Most discussion of rent review over the last few years has centred around the distinction between “upwards only” and “upward and downward” reviews. However, the mechanism which provides for whether or not there is a review at all is equally worthy of consideration.

Landlords traditionally sought to control the rent review process by reserving to themselves alone, the right to call for the review to take place. Where a landlord reserves that right, and chooses not to call for a review, this preserves rent payments at the existing level, even where the market has fallen during the relevant review period.

In all of the consideration of the legislation governing upward and downward reviews, the right to call for a review has a fundamental commercial significance which should not be overlooked. There is no express obligation in any legislation and no case-law, which reliably imposes any obligation on a landlord to initiate a rent review, where this is not expressed as an obligation in the lease itself.

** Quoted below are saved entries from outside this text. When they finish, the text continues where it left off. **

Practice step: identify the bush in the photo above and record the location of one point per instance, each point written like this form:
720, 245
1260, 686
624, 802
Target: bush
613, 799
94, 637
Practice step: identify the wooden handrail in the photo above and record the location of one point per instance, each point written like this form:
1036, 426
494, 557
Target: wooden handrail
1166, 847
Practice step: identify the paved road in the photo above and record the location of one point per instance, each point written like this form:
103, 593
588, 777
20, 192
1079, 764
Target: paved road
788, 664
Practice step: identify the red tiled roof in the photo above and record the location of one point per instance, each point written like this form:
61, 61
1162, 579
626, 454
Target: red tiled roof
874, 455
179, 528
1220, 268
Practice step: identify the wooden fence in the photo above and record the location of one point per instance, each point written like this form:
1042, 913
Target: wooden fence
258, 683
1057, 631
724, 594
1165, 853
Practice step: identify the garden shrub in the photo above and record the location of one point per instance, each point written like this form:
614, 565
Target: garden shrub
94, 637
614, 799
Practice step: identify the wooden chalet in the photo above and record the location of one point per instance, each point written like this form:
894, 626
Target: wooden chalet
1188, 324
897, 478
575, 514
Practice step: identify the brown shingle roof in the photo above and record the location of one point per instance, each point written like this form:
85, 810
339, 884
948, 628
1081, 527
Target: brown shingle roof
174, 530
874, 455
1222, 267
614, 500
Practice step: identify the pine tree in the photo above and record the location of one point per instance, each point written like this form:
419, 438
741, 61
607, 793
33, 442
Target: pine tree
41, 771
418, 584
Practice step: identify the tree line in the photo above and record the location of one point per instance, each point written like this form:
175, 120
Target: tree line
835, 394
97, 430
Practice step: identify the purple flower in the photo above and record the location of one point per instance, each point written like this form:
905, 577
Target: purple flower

In the days of “upwards only” rent reviews, the benefit to a tenant in having the right to trigger a review was more in achieving certainty of rental liability, than securing any market benefit. The rent was never going to decrease but the tenant could at least ensure that arrears did not build and, in preparation for an assignment for example, could ensure that the rent was settled. This remains a benefit from a tenant’s perspective, but with the potential in the market of upward and downward reviews, the commercial benefit to both landlord and tenant in controlling the rent review is potentially very significant – it is in fact now a key issue to negotiate and consider.

In a rising rental market as currently prevails, the practical significance of the right to review may once again be waning, as the likelihood of the downward review may be considered a thing of the past. However, landlords and tenants with a longer term view (and those advising them) will benefit from understanding the power inherent in it.